Павлик, нетерпеливо ерзавший на месте, тотчас схватил обеими ручонками самую большую скибку и въелся в нее по уши. Он даже засопел от наслаждения, и мутные капли сока повисли у него на подбородке.
Отец же аккуратно положил в рот небольшой кусочек, пожевал его, сладко зажмурился и сказал:
— Действительно, замечательно!
— Наслаждец! — подтвердил Павлик.
Тут Петя, у которого за спиной происходили все эти невыносимые вещи, не выдержал и, забыв про опасность, кинулся к дыне.
5
Беглец
Верст за десять до Аккермана начались виноградники. Уже давно и дыню съели и корки выбросили в окно. Становилось скучно. Время подошло к полудню.
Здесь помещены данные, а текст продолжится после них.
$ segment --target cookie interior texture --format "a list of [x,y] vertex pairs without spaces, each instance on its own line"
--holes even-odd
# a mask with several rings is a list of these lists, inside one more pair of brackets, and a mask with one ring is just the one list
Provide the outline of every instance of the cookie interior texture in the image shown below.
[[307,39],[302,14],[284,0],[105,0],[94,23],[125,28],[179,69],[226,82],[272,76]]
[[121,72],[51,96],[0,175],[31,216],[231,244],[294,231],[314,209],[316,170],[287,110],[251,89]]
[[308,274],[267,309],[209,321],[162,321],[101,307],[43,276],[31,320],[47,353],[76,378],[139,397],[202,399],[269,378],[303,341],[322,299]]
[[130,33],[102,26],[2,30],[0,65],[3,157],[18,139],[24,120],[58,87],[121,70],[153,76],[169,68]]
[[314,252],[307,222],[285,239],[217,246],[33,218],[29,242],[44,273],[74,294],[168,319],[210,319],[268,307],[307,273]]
Легкий утренний ветер, свежестью своей напоминавший, что дело все-таки идет к осени, теперь совершенно упал. Солнце жгло, как в середине июля, даже как-то жарче, суше, шире.
Лошади с трудом тащили громоздкий дилижанс по песку глубиной по крайней мере в три четверти аршина. Передние — маленькие — колеса зарывались в него по втулку. Задние — большие — медленно виляли, с хрустом давя попадавшиеся в песке синие раковины мидий.
Тонкая мука пыли душным облаком окружала путешественников. Брови и ресницы стали седыми. Пыль хрустела на зубах.
Павлик таращил свои светло-шоколадные зеркальные глаза и отчаянно чихал.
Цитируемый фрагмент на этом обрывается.